It was impossible I should not have loved you; the soul that spoke in those eloquent eyes told me, the first moment we met, our hearts were formed for each other; I saw in that amiable countenance a sensibility similar to my own, but which I had till then sought in vain; I saw there those benevolent smiles, which are the marks, and the emanations of virtue; those thousand graces which ever accompany a mind conscious of its own dignity, and satisfied with itself; in short, that mental beauty which is the express image of the Deity.

What defence had I against you, my Rivers, since your merit was such that my reason approved the weakness of my heart?

We have lost Madame Des Roches; we were both in tears at parting; we embraced, I pressed her to my bosom: I love her, my dear Rivers; I have an affection for her which I scarce know how to describe. I saw her every day, I found infinite pleasure in being with her; she talked of you, she praised you, and my heart was soothed; I however found it impossible to mention your name to her; a reserve for which I cannot account; I found pleasure in looking at her from the idea that she was dear to you, that she felt for you the tenderest friendship: do you know I think she has some resemblance of you? there is something in her smile, which gives me an idea of you.

Shall I, however, own all my folly? I never found this pleasure in seeing her when you were present: on the contrary, your attention to her gave me pain: I was jealous of every look; I even saw her amiable qualities with a degree of envy, which checked the pleasure I should otherwise have found in her conversation.
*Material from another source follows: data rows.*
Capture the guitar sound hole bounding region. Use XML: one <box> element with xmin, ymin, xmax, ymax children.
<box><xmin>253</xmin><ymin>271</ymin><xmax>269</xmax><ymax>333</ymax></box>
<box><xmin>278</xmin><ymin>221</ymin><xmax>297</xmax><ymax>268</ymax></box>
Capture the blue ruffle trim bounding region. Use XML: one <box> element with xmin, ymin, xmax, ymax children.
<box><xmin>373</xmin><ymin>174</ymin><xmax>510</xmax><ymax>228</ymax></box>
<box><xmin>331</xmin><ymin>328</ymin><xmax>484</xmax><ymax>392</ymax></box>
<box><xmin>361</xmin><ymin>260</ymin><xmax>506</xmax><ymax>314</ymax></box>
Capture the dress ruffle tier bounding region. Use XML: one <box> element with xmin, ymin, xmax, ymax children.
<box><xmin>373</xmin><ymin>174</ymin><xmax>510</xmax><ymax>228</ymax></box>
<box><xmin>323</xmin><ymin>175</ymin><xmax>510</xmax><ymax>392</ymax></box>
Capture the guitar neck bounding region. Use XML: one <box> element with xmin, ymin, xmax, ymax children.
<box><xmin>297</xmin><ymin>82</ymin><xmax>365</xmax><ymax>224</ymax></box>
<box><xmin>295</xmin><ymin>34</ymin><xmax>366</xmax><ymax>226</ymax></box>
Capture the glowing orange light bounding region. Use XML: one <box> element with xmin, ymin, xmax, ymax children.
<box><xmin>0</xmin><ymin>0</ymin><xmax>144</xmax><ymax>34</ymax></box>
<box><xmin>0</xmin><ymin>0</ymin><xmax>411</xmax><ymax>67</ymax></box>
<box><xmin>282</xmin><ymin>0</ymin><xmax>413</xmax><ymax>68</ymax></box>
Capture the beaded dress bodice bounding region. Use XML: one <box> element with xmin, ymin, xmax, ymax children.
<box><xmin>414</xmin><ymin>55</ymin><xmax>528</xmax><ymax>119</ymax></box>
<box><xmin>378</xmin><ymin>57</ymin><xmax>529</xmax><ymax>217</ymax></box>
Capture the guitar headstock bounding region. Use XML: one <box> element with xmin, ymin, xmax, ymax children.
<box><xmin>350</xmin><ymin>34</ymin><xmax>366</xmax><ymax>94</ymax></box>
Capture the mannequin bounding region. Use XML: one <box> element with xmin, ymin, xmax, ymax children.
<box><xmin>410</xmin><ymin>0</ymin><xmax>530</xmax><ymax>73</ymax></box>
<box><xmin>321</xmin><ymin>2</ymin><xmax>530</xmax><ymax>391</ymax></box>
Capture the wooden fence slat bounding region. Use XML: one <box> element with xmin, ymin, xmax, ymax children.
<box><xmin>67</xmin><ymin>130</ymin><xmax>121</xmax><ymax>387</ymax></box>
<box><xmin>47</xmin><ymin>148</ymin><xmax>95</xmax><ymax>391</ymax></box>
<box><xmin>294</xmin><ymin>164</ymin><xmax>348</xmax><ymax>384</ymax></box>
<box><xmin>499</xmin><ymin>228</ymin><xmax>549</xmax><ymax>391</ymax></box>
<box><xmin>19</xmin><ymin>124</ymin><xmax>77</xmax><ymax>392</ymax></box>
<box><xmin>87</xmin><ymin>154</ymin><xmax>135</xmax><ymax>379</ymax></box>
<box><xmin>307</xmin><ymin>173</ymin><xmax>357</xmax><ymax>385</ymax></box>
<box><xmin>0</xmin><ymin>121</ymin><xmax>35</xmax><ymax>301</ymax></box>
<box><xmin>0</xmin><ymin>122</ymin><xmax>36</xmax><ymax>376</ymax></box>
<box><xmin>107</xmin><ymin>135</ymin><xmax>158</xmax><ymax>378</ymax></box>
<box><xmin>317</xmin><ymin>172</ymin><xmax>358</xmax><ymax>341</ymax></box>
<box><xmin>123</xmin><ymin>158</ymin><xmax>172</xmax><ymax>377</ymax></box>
There is always, I fear, some injustice mixed with love, at least with love so ardent and tender as mine.

You, my Rivers, will however pardon that injustice which is a proof of my excess of tenderness.

Madame Des Roches has promised to write to me: indeed I will love her; I will conquer this little remain of jealousy, and do justice to the most gentle and amiable of women.

Why should I dislike her for seeing you with my eyes, for having a soul whose feelings resemble my own?

I have observed her voice is softened, and trembles like mine, when she names you.

My Rivers, you were formed to charm the heart of woman; there is more pleasure in loving you, even without the hope of a return, than in the adoration of all your sex: I pity every woman who is so insensible as to see you without tenderness. This is the only fault I ever found in Bell Fermor: she has the most lively friendship for you, but she has seen you without love. Of what materials must her heart be composed?